# CSM

## Seminar

### The profile of a relational structure

Meeting Room 3, CMS

#### Abstract

A relational structure is a set carrying a collection of relations with specified arities. Graphs, partial orders, circular orders, etc. are examples. The age of an infinite relational structure is the class of all finite structures embeddable into it, and the profile is the sequence (f0,f1,f2,...), where fn is the number of n-element structures in the age, up to isomorphism.

Quite a lot is known about the rate of growth of the profile; much less about "local" inequalities relating individual values of fn for different n. It is known that fn<=f{n+1}. There are two proofs, one using finite combinatorics and linear algebra, the other using Ramsey's Theorem.

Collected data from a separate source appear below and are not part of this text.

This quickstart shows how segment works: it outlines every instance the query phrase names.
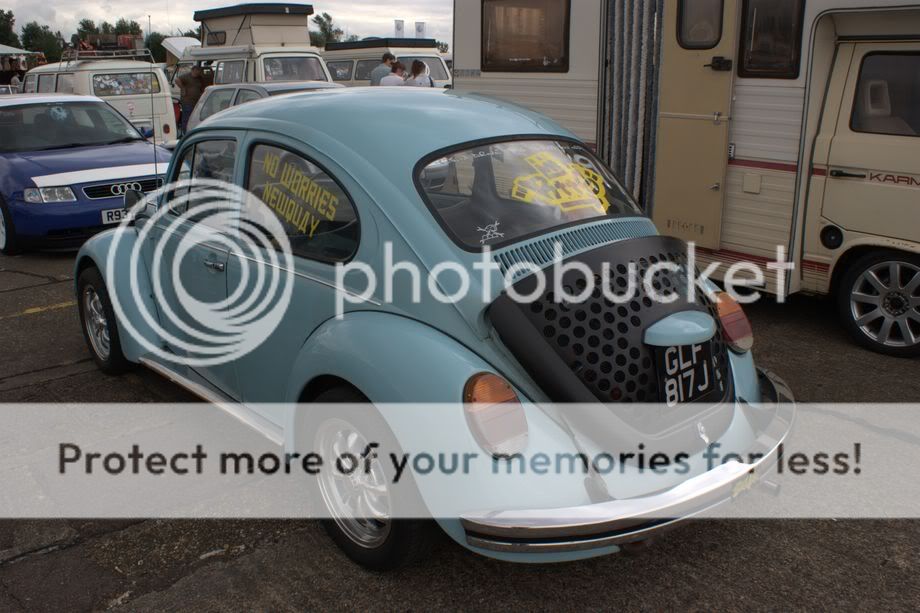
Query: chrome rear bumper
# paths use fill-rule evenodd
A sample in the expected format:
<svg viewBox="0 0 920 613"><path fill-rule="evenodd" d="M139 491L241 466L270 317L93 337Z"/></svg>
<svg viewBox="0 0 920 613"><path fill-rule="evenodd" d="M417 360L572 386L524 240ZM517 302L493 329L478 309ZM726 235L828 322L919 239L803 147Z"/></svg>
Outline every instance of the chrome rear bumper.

There is a commutative associative graded algebra, the age algebra, whose Hilbert series is the generating function of the profile. Recently, Maurice Pouzet showed that, if the age of R cannot be made smaller by deleting a point, then the age algebra is an integral domain. It follows, using dimension theory, that f{m+n}>=fm+fn-1. A further conjecture on the age algebra would imply that, under the same assumption, g{m+n}>=gm+gn-1, where gn=f{n+1}-fn.

All these results apply to the situation where G is an infinite permutation group on a set Omega, and fn is the number of G-orbits on the set of n-element subsets of Omega. The assumption in the preceding paragraph translates into the condition that G has no finite orbits on Omega.